Women Living with MBC and the Photographers
The five women living with MBC who are participating in this initiative are advocates, bloggers, working professionals, mothers, daughters and/or wives – all who openly share the realities of the disease and the joys of their full and meaningful lives through this program. The photographers they have been paired with have taken photos for prominent publications, developed cancer photo-documentaries, been featured in museum collections and possess a passion for sharing their work with a collective fan base of millions on social media.

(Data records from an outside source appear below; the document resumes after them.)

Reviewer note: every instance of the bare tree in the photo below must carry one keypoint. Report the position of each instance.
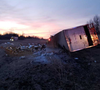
(96, 22)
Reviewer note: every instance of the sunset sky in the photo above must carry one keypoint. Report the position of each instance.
(45, 17)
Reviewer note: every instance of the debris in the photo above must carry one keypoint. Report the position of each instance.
(95, 61)
(22, 57)
(76, 58)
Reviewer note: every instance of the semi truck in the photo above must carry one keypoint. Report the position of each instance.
(75, 39)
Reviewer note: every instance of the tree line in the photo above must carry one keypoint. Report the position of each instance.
(22, 37)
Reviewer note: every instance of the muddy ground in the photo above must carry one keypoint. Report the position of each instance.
(57, 71)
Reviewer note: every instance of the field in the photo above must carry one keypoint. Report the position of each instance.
(50, 69)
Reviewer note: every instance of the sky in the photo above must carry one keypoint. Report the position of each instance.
(45, 17)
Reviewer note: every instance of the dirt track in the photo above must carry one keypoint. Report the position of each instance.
(62, 73)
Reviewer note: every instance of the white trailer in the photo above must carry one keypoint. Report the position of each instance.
(77, 38)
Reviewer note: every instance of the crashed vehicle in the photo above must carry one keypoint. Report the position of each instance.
(75, 39)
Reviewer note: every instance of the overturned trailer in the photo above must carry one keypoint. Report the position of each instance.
(76, 39)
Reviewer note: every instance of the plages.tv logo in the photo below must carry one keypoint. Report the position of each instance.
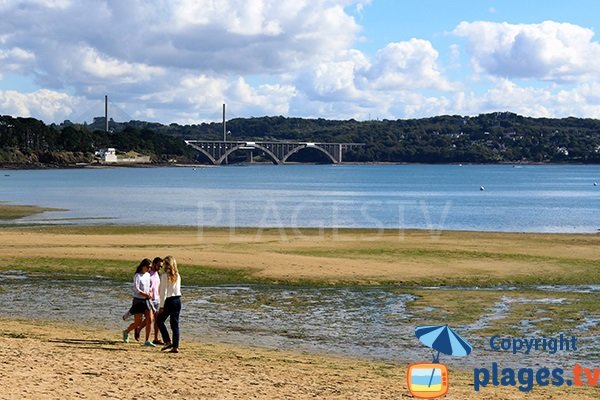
(429, 380)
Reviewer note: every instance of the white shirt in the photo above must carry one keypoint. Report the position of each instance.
(141, 284)
(169, 289)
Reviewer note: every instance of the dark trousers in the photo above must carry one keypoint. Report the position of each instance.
(172, 308)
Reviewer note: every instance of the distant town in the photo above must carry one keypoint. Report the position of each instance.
(500, 137)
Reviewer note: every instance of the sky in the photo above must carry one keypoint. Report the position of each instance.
(178, 61)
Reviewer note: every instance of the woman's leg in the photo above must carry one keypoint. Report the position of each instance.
(175, 311)
(160, 321)
(156, 327)
(148, 314)
(137, 320)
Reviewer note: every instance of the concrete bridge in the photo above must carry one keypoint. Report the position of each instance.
(217, 151)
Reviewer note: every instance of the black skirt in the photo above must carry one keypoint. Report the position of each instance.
(138, 306)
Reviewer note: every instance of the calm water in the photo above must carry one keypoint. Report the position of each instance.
(447, 197)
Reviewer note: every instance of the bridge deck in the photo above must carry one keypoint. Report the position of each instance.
(218, 150)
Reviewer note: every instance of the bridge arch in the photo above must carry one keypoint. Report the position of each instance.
(256, 146)
(207, 154)
(302, 147)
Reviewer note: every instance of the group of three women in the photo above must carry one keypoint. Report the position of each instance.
(156, 297)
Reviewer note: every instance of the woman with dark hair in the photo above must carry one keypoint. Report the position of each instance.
(140, 305)
(170, 304)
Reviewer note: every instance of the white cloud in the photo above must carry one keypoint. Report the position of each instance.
(45, 104)
(179, 60)
(550, 50)
(407, 65)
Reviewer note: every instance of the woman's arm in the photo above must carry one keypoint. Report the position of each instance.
(137, 284)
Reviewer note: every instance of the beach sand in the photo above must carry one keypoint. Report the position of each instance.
(40, 360)
(350, 256)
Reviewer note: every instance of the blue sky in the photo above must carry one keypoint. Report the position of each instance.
(179, 60)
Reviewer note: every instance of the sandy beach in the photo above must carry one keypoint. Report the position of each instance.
(43, 360)
(48, 360)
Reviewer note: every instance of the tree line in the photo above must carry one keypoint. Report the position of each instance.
(486, 138)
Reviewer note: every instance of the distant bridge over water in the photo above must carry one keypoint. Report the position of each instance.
(218, 151)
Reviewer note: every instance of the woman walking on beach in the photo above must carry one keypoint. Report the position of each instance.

Meet the women who are sharing their stories and the photographers who are bringing them to life:
About the Partner Organizations
Since the inception of Breast Cancer: A Story Half Told, its success has been dependent on valuable input received from the patient advocacy community. To introduce the next chapter, Pfizer worked with a diverse group of breast cancer advocacy organizations, who provided counsel and support:
Cancer Support Community
Living Beyond Breast Cancer
Metastatic Breast Cancer Network
Young Survival Coalition
About Breast Cancer: A Story Half Told
Pfizer launched Breast Cancer: A Story Half Told in October 2014 hand-in-hand with a steering committee of patient advocates, healthcare professionals and subject-matter experts by unveiling research aimed at understanding the societal misperceptions of MBC and gaps in patient-physician dialogue. These results culminated in a public call-to-action to heighten understanding and knowledge of MBC within society as whole and improving patient-physician conversations.
A survey of 2,000 U.S. adults conducted as part of the launch in 2014 informed this next chapter of Breast Cancer: A Story Half Told and revealed:1
More than 60% of respondents reported they know little to nothing about MBC.
Widespread misperceptions exist around the disease, including:
72% incorrectly believed that breast cancer in the advanced stages is curable if diagnosed early.
50% incorrectly believed breast cancer progresses because patients either did not take the right treatment or preventative measures.